All is changed, changed utterly
Analysis: Britain and Ireland are delighted with the successful State visit
President Michael D Higgins and Queen Elizabeth before the banquet held at Windsor Castle. Photograph: Alan Betson
History, good and bad, has happened inside the walls of the Houses of Parliament in Westminster for centuries and then, sometimes, it comes back as scenes in a film.
Yesterday, dozens of film extras – the women dressed in pre-Great War clothing, the men mostly as police with shiny buttons – gathered in New Palace Yard just yards from Big Ben.
There, cameras rolled, filming scenes for Suffragette, which records one woman’s fight for the vote, starring Carey Mulligan, Helena Bonham Carter and Brendan Gleeson.
Last Tuesday, the Palace of Westminster saw yet another page in history when Michael D Higgins made the first of a series of speeches during the week. The question, perhaps, is whether film-makers, or storytellers, in decades to come will look at Higgins’s words when they tell the history of British-Irish relations in the 21st century.
In the days since, there has been a kaleidoscope of memories: the Windsor procession; or the Guildhall’s performance of Amhrán na bhFiann , sweet, light, ethereal, so unlike anything usually heard.
Equally, there was British prime minister David Cameron’s momentary emotion – even discounting the coldness that lies at the heart of politics, as he welcomed Higgins to Number 10.
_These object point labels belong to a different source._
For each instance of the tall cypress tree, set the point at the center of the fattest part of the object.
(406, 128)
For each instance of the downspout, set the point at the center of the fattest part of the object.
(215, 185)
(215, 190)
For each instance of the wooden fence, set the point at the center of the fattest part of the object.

Or, perhaps, the sight of former Conservative prime minister John Major, who sat in the VIP presidential box in the Royal Albert Hall, minus the man who was his partner in the Downing Street Declaration, the now ailing Albert Reynolds.
The degree of the warmth of the official welcome has been noticed and appreciated, too, by the Irish side.
So where do British-Irish relations stand now? Disaster and success are usually exaggerated. Undoubtedly, however, the Higgins visit has set a new benchmark in cordiality, which will seep elsewhere. Too many Irish, perhaps, will mistakenly believe the people of Britain thought about Michael D Higgins and nothing else during the course of this week. They did not, of course.
If politically interested, they paid more attention to British culture secretary Maria Miller’s resignation over expenses or the rise of the UK Independence Party in the polls.
If not, they may have had more interest in Manchester United’s defeat by Bayern Munich, or Chelsea’s triumph over Paris St-Germain in the Champions League.
Even if one, or indeed both, are correct, it still does not diminish the value of the seeds that have been sown by the President, but also by those who have welcomed him, during five days in April.
In the Albert Hall late on Thursday, a choir put together by the London-Irish Centre in Camden gave full-throated backing to The Parting Glass .
If Higgins’s visit has meant much to the Irish in Ireland, it has meant more to the Irish in Britain, whose sense of belonging there has been copper-fastened.
Celebration of belonging
Too often, the Irish in Britain have been denigrated by the Irish at home as “plastic Paddies”, even if their Irish identity has been central to their sense of themselves. That sense of belonging, but also of pride, was evident in the Albert Hall.